Very interesting stats.

Much of that has to do with order of import. After the module cache is filled in, subsequent imports won't do disk access. Due to loading order, importing netrender probably hits a lot of module not in the module cache that would also be imported by others later.

For example, 391 of these operations are for importing the webbrowser module, which does a lot of guessing for installed software by poking around. That module is also imported at runtime when clicking on a url link, but that then doesn't cost anything as its already in the cache.

If we want to benchmark individual modules/packages, it's important to do them without any others, otherwise the stats are heavily skewed by the module cache.

On the other hand, most of those operators are checks for non-existing files, you could try to force prefetches all you want, that won't do anything useful.

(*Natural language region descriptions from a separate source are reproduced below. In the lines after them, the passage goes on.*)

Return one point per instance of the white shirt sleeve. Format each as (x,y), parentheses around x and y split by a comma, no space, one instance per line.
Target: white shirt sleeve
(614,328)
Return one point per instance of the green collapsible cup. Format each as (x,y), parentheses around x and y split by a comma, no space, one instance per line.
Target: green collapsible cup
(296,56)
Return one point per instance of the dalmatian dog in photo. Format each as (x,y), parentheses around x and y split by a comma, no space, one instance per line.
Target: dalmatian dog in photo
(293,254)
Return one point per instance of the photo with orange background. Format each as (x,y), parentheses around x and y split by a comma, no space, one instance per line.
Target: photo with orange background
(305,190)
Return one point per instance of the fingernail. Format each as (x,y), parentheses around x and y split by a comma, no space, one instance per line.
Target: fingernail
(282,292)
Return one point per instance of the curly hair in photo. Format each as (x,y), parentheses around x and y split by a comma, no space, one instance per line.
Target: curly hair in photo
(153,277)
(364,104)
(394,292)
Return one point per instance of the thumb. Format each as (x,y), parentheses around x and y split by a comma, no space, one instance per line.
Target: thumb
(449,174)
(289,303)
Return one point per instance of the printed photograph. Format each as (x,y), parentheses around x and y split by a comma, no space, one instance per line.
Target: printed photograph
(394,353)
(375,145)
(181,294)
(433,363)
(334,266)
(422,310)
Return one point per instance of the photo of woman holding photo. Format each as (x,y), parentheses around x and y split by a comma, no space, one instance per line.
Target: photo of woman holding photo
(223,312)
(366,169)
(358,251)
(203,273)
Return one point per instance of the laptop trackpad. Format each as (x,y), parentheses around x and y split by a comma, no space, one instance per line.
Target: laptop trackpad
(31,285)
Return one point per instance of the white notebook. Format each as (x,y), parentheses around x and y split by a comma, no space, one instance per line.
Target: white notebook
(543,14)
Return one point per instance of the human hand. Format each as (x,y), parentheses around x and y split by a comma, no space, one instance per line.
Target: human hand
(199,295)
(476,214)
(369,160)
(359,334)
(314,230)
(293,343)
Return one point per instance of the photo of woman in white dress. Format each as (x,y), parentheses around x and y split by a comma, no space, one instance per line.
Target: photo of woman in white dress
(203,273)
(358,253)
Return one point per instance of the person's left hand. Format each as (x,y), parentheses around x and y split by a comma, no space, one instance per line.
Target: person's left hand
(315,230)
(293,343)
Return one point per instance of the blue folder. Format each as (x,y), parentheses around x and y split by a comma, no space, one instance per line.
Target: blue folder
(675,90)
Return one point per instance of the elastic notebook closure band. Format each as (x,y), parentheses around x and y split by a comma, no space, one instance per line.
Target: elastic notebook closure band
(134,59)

It's also important to note that you probably get significantly more of these because of the changes to precompiled module caches in Python 3.2 (if I'm reading your logs correctly).

As for lazy loading, sure, that can be used to offset the loading cost by redistributing it at runtime, but aren't we complicating things for a gain that is very minimal here?

Martin
PS: Someone also asked me months ago if netrender could be moved to the extensions repo and I said yes, so that can probably help startup time a bit already (though, as I believe, this will probably just mean delaying module cache misses).